This lengthy, almost epic, novel begins with a five year old girl, Dolly, hiding in a small hut with her mom as a revolution is swelling, fought and brutally put down. The Caribbean island of Montserrat is only the first setting for the true story of an ISLAND QUEEN. Dorothy Kirwan Thomas is next shown to us as a mature, wealthy lady, sipping from the best cups while she arranges to have her granddaughter schooled in England.
The daughter of an often absent Irish planter and a slave mother, Dolly learned fast about hard work. She didn’t have to labour in the harsh sugarcane plantation, but women had to work around houses and that brought her to the attention of her new master, John Coseveldt Cells. The accepted style of living was that the men had a family in Europe and another, unacknowledged, family in the West Indies. The eighteenth century shows us changes of colonial rulers, from French to Dutch to British, and Dolly could not depend on any man. A cruel, resentful half-brother Nicholas caused her to flee with her younger sister to Demerara, another sugar plantation.
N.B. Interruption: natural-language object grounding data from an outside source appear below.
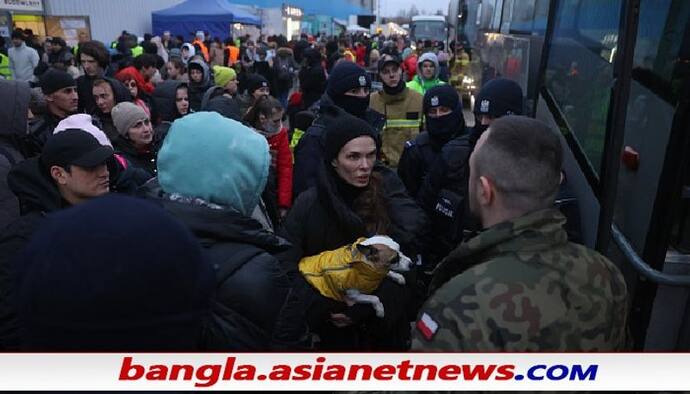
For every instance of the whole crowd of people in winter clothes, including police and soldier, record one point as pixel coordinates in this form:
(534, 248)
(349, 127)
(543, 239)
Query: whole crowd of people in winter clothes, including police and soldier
(161, 194)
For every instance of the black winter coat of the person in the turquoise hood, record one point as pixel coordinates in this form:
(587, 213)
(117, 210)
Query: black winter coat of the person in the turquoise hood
(254, 303)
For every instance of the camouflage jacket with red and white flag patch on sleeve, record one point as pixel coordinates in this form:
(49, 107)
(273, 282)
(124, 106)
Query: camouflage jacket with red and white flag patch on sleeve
(521, 286)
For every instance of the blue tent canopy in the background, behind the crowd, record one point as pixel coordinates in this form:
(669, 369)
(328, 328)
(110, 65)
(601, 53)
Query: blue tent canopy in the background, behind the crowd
(214, 16)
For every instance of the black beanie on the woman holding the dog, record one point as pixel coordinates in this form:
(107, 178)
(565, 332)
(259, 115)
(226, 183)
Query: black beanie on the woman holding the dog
(342, 129)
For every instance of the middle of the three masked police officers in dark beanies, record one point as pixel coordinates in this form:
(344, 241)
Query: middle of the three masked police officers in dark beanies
(444, 121)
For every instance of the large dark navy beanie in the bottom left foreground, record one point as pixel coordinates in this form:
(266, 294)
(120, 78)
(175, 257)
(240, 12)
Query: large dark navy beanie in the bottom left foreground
(75, 291)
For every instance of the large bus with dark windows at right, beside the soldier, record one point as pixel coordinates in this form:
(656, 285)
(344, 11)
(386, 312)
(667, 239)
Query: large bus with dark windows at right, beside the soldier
(613, 76)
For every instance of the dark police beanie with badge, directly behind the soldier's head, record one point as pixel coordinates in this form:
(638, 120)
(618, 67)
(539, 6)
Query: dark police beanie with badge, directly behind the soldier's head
(499, 97)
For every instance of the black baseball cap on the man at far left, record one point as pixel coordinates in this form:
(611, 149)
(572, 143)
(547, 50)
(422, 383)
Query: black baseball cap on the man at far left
(74, 147)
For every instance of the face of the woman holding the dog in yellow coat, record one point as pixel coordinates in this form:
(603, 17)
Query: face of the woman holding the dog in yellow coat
(355, 161)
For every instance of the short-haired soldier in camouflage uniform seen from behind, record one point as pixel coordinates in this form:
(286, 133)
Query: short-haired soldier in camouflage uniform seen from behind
(520, 285)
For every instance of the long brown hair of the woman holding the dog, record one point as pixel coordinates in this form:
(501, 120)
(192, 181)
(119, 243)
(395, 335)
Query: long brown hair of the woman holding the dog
(371, 207)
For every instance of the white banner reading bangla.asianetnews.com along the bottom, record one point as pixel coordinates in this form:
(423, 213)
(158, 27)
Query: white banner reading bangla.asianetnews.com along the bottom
(345, 371)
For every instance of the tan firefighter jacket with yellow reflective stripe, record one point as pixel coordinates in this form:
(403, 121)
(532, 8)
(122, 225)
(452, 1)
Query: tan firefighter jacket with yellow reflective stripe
(403, 114)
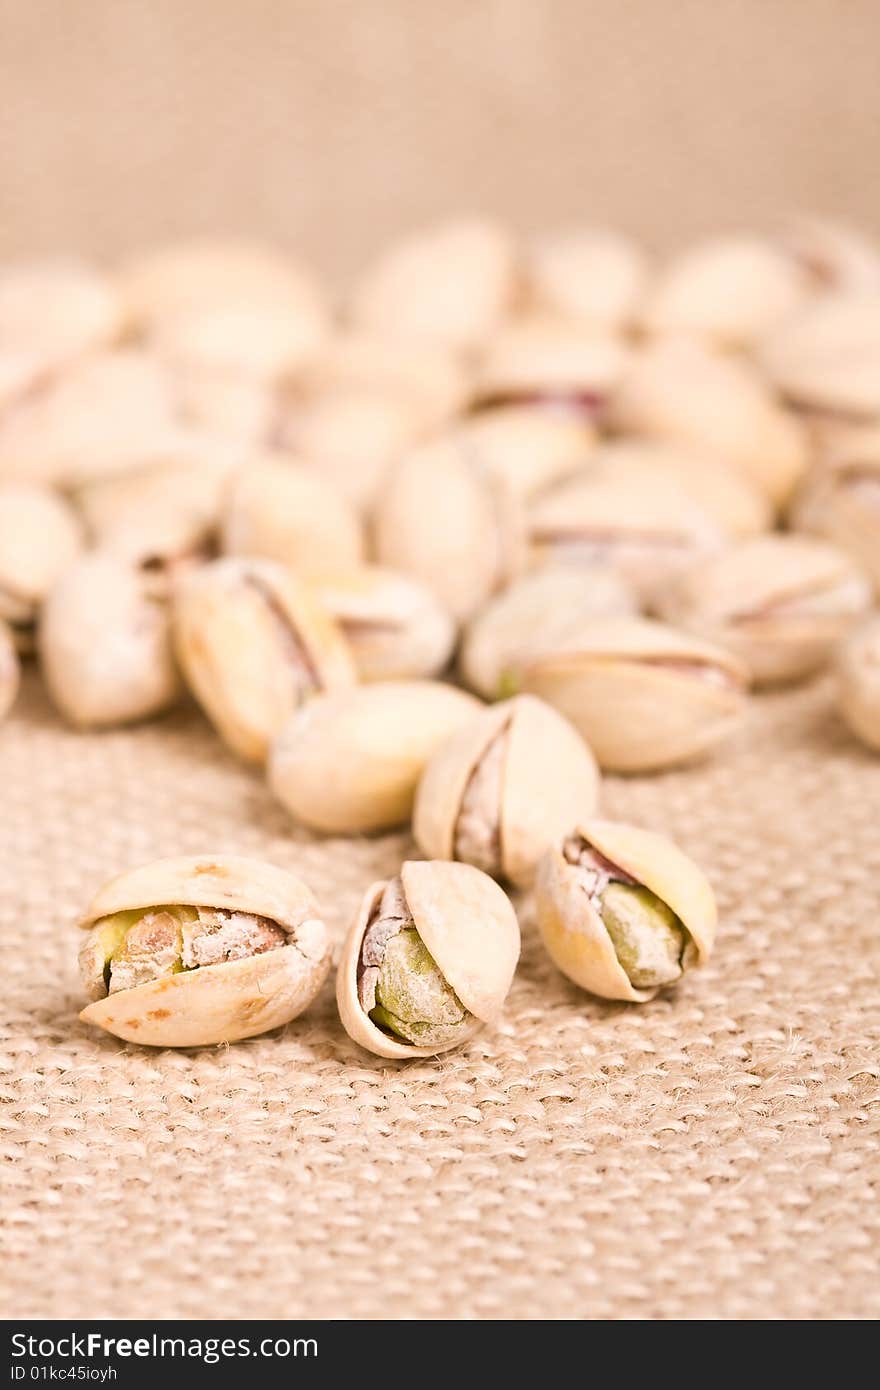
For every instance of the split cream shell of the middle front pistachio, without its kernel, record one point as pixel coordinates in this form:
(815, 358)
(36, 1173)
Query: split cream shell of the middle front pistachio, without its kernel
(468, 926)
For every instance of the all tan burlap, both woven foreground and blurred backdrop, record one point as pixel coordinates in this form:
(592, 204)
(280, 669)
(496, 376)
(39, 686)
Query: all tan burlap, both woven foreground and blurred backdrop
(714, 1154)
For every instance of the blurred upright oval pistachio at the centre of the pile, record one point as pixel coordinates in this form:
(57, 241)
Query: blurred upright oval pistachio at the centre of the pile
(450, 525)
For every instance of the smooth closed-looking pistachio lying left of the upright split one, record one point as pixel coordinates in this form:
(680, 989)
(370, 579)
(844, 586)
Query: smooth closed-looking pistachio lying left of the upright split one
(350, 762)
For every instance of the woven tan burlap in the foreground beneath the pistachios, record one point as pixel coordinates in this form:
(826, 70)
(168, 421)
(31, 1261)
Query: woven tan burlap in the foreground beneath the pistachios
(711, 1154)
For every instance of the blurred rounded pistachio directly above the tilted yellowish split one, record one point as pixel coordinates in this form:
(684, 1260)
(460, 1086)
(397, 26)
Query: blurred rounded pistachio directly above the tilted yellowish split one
(283, 512)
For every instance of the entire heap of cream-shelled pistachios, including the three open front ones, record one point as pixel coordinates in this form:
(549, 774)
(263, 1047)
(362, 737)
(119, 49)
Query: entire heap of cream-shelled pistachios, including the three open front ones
(437, 551)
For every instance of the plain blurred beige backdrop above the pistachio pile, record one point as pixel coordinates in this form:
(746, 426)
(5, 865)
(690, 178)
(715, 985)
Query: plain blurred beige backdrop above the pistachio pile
(330, 124)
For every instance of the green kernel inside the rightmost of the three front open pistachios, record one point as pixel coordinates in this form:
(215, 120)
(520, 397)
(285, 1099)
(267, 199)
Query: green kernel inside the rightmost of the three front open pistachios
(649, 938)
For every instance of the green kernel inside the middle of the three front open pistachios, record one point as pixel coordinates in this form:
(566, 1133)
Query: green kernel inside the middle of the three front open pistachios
(414, 999)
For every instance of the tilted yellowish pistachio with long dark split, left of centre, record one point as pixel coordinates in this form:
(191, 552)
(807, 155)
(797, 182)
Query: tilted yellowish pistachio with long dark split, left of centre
(254, 644)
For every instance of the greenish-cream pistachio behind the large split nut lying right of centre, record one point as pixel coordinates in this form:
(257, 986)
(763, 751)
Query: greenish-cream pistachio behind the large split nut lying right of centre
(535, 615)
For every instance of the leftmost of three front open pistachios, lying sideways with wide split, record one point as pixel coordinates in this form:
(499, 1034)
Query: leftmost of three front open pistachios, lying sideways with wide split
(197, 951)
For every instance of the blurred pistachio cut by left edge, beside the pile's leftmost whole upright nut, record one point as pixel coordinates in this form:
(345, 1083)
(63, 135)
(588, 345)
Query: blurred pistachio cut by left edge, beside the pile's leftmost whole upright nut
(40, 537)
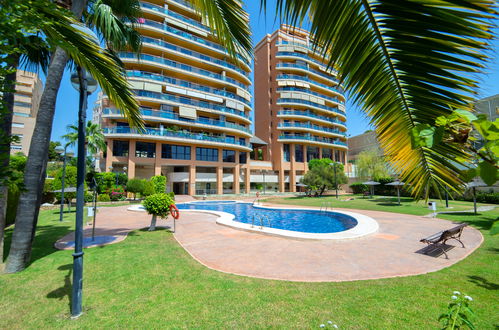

I enjoy seeing the ordinary lives of the women; milliners, market stall holders, embroiderers and pot makers. They were able to earn, so they might hope to buy their freedom one day. We are shown the process, written documents, legal witnesses of standing, agreement of the fee, and the fact that Dolly had to prove she was spending her own money, not a loan – as the loaner of money would then own the person she was trying to free. The price was called manumission, but the slaves spoke of it as paying their ransom. Dolly had to develop proper businesses, starting with trading handmade goods and moving on to training domestic staff, because her family kept increasing, and she wanted to free everyone, including her mother. I have to wonder why nobody else was contributing, as that would have sped up the process.
We also visit Dominica and Barbados, revolution seldom far away during the eighteenth century. The turmoil of the West Indies is not often described in historical novels, but thanks to the real-life story of Dorothy Kirwan Thomas, as told by Vanessa Riley, I have a much better understanding. Even when she travels to England, as a business woman, Dolly is not able to stop fighting. The new overlords want to impose a tax on free women of colour, which just seems like resentment and greed to me. ISLAND QUEEN is fascinating reading and combines history, geography and personality in one great big bittersweet book.
A remarkable, sweeping historical novel based on the incredible true life story of Dorothy Kirwan Thomas, a free woman of color who rose from slavery to become one of the wealthiest and most powerful landowners in the colonial West Indies.
Born into slavery on the tiny Caribbean island of Monserrat, Doll bought her freedom—and that of her sister and her mother—from her Irish planter father and built a legacy of wealth and power as an entrepreneur, merchant, hotelier, and planter that extended from the marketplaces and sugar plantations of Dominica and Barbados to a glittering luxury hotel in Demerara on the South American continent.
Vanessa Riley’s novel brings Doll to vivid life as she rises above the harsh realities of slavery and colonialism by working the system and leveraging the competing attentions of the men in her life: a restless shipping merchant, Joseph Thomas; a wealthy planter hiding a secret, John Coseveldt Cells; and a roguish naval captain who will later become King William IV of England.
From the bustling port cities of the West Indies to the forbidding drawing rooms of London’s elite, Island Queen is a sweeping epic of an adventurer and a survivor who answered to no one but herself as she rose to power and autonomy against all odds, defying rigid eighteenth-century morality and the oppression of women as well as people of color. It is an unforgettable portrait of a true larger-than-life woman who made her mark on history.